The group is a partner in the EU Horizon funded Marie Skłodowska-Curie Action (MSCA) doctoral training network TargetRNA.
Early drug discovery
The group is partner in the RESPOND3 project on responsible early digital drug discovery within the Centre for Digital Life Norway. This project focuses on developing better computational approaches and responsible innovation strategies in early drug discovery with applications to antibiotics targeting riboswitches and inflammatory lung diseases.
Molecular imaging
The group is part of the Tracer Development Center of the Norwegian Nuclear Medicine Consortium.
Inhibitors of N-terminal acetyl transferases
Proteins constitute an essential part of the machinery of life and display enormous variation in both structure and function. In addition to the diversity inferred by the 20 coded amino acids, proteins are often covalently modified during or after biosynthesis, which adds additional layers of complexity.
Acetylation is one of the most common co- or post-translational protein modifications and occurs either on the amino group of lysine side chains (K-acetylation) or on the alpha-amino group of N-terminal residues (Nt-acetylation).
Nt-acetylation of proteins is extremely common and occurs on more than 80% of all human proteins.
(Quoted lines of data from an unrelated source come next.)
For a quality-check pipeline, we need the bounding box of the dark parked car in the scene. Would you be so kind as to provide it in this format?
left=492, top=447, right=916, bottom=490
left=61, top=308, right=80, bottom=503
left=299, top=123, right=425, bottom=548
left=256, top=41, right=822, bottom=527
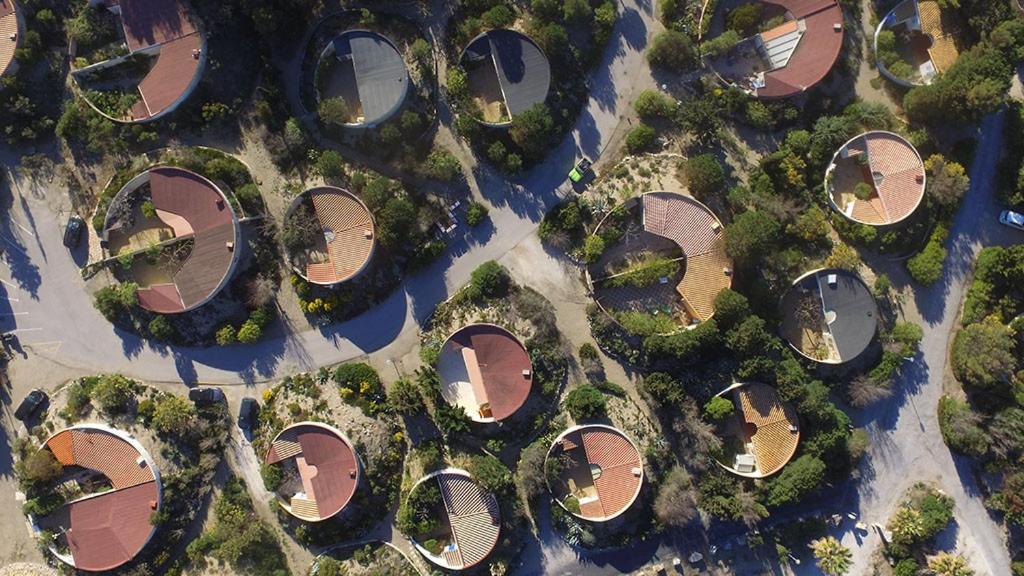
left=14, top=388, right=47, bottom=421
left=188, top=388, right=224, bottom=404
left=65, top=215, right=85, bottom=243
left=239, top=398, right=259, bottom=431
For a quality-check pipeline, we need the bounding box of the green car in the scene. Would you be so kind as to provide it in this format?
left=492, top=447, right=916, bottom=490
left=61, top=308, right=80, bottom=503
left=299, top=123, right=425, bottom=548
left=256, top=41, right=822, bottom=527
left=569, top=158, right=590, bottom=182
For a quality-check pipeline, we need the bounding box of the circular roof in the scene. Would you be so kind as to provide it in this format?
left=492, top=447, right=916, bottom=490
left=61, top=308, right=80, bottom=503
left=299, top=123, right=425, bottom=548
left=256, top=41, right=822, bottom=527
left=103, top=166, right=239, bottom=314
left=459, top=29, right=551, bottom=125
left=36, top=424, right=162, bottom=572
left=716, top=382, right=800, bottom=478
left=317, top=30, right=410, bottom=127
left=779, top=269, right=879, bottom=364
left=437, top=324, right=534, bottom=422
left=544, top=424, right=643, bottom=522
left=264, top=422, right=360, bottom=522
left=288, top=186, right=376, bottom=286
left=0, top=0, right=22, bottom=76
left=410, top=468, right=502, bottom=570
left=825, top=130, right=925, bottom=227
Biochemically it consists of transfer of an acetyl group from acetyl coenzyme A (Ac-CoA) to the protein substrate and is catalyzed by the N-terminal acetyltransferase (NAT) group of enzymes.
Although our understanding of the NATs has increased in recent years, there are fundamental questions that remain unanswered in the field:
- What are the cellular roles of NAT enzymes (and thus Nt-acetylation)?
- Can NATs be targeted for therapeutic intervention in cancer and other diseases?
Access to specific and potent NAT inhibitors is a prerequisite to answer these questions, and we are working toward equipping the scientific community with these molecular tools in collaboration with the Arnesen group at UiB.